Common misconceptions
A few beliefs trip up new administrators, so it is worth naming them directly.
"Everyone needs to be an administrator to do their job." Almost never true. A teacher can submit papers, run checks, and read every report they create with the standard role. Administrator is only for managing people, billing, and settings.
"Deleting a user is how you free up a seat." Suspending also frees the seat in most plans, and it keeps the person's history. Reach for suspend first, delete second.
"Once I invite someone, they are in." Not quite. An invited user is pending until they accept and set a password. If a colleague says they cannot log in, your first check is whether the invite was ever accepted.

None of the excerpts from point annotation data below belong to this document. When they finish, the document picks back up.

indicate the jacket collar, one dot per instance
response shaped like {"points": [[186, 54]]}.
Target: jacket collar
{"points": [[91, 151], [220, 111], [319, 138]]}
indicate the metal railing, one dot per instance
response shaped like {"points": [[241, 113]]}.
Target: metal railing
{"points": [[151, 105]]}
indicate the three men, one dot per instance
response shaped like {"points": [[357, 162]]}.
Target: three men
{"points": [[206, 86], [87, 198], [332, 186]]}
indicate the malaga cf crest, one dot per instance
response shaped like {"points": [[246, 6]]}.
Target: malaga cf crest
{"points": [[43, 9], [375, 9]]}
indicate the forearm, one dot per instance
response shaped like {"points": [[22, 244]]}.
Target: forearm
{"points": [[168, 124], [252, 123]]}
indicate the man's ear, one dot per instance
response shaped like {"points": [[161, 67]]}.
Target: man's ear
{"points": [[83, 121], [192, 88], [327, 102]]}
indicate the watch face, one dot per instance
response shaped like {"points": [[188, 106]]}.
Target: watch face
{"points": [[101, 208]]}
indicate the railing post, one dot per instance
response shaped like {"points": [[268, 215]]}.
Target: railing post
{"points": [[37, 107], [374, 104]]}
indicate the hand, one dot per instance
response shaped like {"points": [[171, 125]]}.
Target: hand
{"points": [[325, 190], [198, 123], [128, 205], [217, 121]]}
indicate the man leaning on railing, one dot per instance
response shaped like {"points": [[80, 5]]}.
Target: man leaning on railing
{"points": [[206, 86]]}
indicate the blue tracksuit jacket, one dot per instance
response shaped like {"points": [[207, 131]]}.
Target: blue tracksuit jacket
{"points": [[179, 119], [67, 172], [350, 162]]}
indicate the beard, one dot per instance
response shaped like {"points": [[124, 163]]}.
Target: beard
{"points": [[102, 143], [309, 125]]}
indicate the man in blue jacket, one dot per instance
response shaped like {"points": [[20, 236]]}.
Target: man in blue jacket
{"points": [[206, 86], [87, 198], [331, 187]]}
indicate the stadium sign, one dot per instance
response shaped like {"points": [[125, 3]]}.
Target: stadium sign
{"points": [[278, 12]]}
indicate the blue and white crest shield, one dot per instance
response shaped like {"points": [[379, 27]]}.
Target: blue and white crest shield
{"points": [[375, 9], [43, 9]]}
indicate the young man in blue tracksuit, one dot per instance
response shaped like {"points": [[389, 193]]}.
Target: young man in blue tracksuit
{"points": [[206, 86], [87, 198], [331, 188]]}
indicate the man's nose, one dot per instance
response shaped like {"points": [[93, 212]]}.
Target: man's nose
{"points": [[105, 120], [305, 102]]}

"Sharing one login is simpler than adding everyone." It is simpler right up until it is a disaster. Shared logins destroy accountability (you cannot tell who submitted what), break personalized report history, and violate most district security policies. Individual accounts are the only safe way.
A simple onboarding checklist
If you remember nothing else, remember this short sequence.
- Decide your roles first: who needs administrator, who is a standard teacher, who only needs to view.
- Gather a clean list of names and school email addresses.
- Add people one by one for a small team, or via CSV import for a large one.
- Tell your staff to expect an invite email and to check spam if it does not arrive.
- At the end of each term, review the list and suspend or remove anyone who has left.
Good access management is invisible when it works. Nobody thanks you for it, but the day a login fails during a deadline or an auditor asks who can see what, the quiet ten minutes you spent setting roles correctly will be the best ten minutes you ever spent.